- Born: Péter Károly Goldmark December 2, 1906 Budapest, Austria-Hungary
- Died: December 7, 1977 (aged 71) Port Chester, New York, U.S.
- Citizenship: Hungarian, American
- Children: Peter C. Goldmark Jr.
- Engineering career
- Institutions: Columbia Records
- Projects: Long-playing (LP) phonograph Color television

= Peter Carl Goldmark =

Hungarian-American inventor (1906–1977)

Peter Carl Goldmark (born Péter Károly Goldmark; December 2, 1906 – December 7, 1977) was a Hungarian-American engineer who, during his time with Columbia Records, was instrumental in developing the long-playing microgroove 331/3 rpm phonograph disc, the standard for incorporating multiple or lengthy recorded works on a single disc for two generations. The LP was introduced by Columbia's Goddard Lieberson in 1948. Lieberson was later president of Columbia Records from 1956-1971 and 1973-1975. According to György Marx, Goldmark was one of The Martians.

==Early life==
Goldmark married Frances Trainer, whom he later divorced. Together they had four children; three sons: Peter Jr., Christopher, Andrew and one daughter: Frances. After divorcing Frances Trainer, Goldmark married Diane Davis and had two more children: Jonathan and Susan.

==Career==
Goldmark worked on televisions for a brief period for the Pye Radio and TV company in Cambridge before moving to the USA to work for CBS.

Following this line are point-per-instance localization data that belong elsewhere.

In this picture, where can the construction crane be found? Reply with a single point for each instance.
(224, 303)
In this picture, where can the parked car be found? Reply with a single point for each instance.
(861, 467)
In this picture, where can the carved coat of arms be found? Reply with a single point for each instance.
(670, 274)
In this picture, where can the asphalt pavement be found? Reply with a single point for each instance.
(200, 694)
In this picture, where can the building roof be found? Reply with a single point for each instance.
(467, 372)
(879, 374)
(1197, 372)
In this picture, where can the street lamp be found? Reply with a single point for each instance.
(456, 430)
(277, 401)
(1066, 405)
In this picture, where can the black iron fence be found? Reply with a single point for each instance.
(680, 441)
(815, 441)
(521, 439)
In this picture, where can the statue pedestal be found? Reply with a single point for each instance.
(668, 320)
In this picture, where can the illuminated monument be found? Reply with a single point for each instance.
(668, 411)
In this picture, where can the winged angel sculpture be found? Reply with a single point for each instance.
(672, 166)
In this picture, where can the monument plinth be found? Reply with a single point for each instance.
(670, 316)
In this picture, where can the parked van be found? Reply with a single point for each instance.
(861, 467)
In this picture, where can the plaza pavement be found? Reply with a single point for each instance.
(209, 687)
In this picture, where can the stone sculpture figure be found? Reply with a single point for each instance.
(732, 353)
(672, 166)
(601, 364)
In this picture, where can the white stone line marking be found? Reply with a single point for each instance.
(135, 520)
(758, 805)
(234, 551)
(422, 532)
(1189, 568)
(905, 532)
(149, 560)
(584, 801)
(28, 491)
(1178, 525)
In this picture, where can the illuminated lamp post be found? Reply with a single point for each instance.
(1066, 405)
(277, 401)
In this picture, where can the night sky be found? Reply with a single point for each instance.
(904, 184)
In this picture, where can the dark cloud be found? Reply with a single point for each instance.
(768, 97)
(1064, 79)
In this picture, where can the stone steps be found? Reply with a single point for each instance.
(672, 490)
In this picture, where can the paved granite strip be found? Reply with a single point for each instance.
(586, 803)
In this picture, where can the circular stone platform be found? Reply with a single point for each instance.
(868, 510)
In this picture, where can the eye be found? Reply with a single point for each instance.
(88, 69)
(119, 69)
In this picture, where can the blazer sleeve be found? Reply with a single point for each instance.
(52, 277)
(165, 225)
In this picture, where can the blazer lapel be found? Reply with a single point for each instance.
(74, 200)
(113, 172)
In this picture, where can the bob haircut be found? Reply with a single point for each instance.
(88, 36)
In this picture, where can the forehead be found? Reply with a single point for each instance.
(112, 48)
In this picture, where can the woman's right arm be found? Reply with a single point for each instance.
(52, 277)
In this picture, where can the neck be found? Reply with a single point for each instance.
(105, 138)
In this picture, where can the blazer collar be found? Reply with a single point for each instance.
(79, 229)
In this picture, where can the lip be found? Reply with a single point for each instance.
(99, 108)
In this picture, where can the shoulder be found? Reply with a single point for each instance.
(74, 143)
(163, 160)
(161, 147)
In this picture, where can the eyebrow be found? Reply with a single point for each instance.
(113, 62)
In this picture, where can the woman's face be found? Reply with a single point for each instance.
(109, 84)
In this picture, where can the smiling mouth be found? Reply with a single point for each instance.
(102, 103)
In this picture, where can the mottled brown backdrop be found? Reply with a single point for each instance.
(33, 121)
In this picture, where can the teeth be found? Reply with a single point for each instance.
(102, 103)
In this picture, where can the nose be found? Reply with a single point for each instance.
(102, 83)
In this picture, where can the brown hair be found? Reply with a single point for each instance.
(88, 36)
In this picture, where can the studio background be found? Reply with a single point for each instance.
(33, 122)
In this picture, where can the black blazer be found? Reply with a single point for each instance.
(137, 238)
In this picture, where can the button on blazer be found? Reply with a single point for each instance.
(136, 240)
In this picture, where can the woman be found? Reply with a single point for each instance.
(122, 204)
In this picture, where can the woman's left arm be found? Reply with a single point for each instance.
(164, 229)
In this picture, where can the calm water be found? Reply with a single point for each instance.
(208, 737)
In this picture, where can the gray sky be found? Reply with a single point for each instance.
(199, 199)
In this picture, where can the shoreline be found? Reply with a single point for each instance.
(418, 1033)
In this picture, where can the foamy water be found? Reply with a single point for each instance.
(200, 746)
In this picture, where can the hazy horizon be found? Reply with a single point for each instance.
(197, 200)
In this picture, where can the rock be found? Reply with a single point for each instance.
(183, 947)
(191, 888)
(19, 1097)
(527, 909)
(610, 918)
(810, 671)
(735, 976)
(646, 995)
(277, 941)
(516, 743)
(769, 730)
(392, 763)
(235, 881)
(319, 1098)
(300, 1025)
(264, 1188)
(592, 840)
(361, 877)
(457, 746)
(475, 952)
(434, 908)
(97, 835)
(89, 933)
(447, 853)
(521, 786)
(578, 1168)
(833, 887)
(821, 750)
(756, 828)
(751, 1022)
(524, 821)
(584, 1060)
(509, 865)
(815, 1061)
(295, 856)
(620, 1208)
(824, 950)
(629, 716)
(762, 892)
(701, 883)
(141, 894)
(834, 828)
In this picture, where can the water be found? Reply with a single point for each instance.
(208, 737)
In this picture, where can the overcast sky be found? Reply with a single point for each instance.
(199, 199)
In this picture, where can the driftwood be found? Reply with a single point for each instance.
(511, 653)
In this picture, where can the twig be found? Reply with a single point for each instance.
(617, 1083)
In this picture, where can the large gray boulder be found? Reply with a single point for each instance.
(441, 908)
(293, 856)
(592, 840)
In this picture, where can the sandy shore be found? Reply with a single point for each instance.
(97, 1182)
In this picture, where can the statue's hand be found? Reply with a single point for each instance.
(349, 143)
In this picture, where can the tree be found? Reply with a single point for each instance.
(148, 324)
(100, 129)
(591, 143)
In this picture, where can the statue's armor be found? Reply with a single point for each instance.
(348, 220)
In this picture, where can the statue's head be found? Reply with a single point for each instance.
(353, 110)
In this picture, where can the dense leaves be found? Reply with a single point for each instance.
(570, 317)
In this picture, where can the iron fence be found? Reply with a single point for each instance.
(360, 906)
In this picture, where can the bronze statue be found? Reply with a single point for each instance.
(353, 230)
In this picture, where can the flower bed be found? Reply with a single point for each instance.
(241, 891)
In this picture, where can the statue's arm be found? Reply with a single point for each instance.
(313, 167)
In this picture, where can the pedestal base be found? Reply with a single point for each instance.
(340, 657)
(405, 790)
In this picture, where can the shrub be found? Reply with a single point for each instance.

In addition to his work on the LP record, Goldmark developed field-sequential color technology for color television while at CBS. The system, first demonstrated on August 29, 1940, and shown to the press on September 3 used a rapidly rotating color wheel that alternated transmission in red, green and blue. The system transmitted on 343 lines, about 100 less than a black and white set, and at a different field scan rate, and thus was incompatible with television sets currently on the market without an adapter.

Although CBS did broadcast in color with the Goldmark system in 1950–1951, the "compatible color" technology developed for RCA and NBC (by a team led by Richard Kell, George H. Brown and others) was compatible with existing black and white TVs. Goldmark and others have pointed out that the CBS color wheel system did provide better picture quality (although lower image resolution) than RCA's system, but the compatibility problem proved its downfall. An improved RCA/NBC color system submitted in July 1953 became the industry standard chosen by the Federal Communications Commission (FCC) in December 1953. Ironically, cameras using the color wheel system continued to be used for scientific research for several more decades, including the color lunar surface TV cameras during all the 1970s NASA Apollo Moon landings.

After the success of the LP record, Goldmark spent the next two decades at CBS Laboratories working on various inventions, chief of which was EVR, the Electronic Video Recorder. This futuristic home video playback device used reels of film stored in plastic cassettes to electronically store audio and video signals, and was first announced in 1967. A B&W prototype was demonstrated in 1969 (promising color playback in future models), but the invention floundered when it proved to be difficult and costly to manufacture. CBS was also concerned about the potential of competition from home video devices, particularly those that could record — a fear that eventually proved prescient.

== Later life ==
Goldmark was awarded the Elliott Cresson Medal in 1969. He received the Golden Plate Award of the American Academy of Achievement in 1970.

On November 22, 1977, President Jimmy Carter presented Goldmark with the National Medal of Science "For contributions to the development of the communication sciences for education, entertainment, culture, and human service."

Goldmark died at the age of 71 in an automobile accident on December 7, 1977, in Westchester County, New York.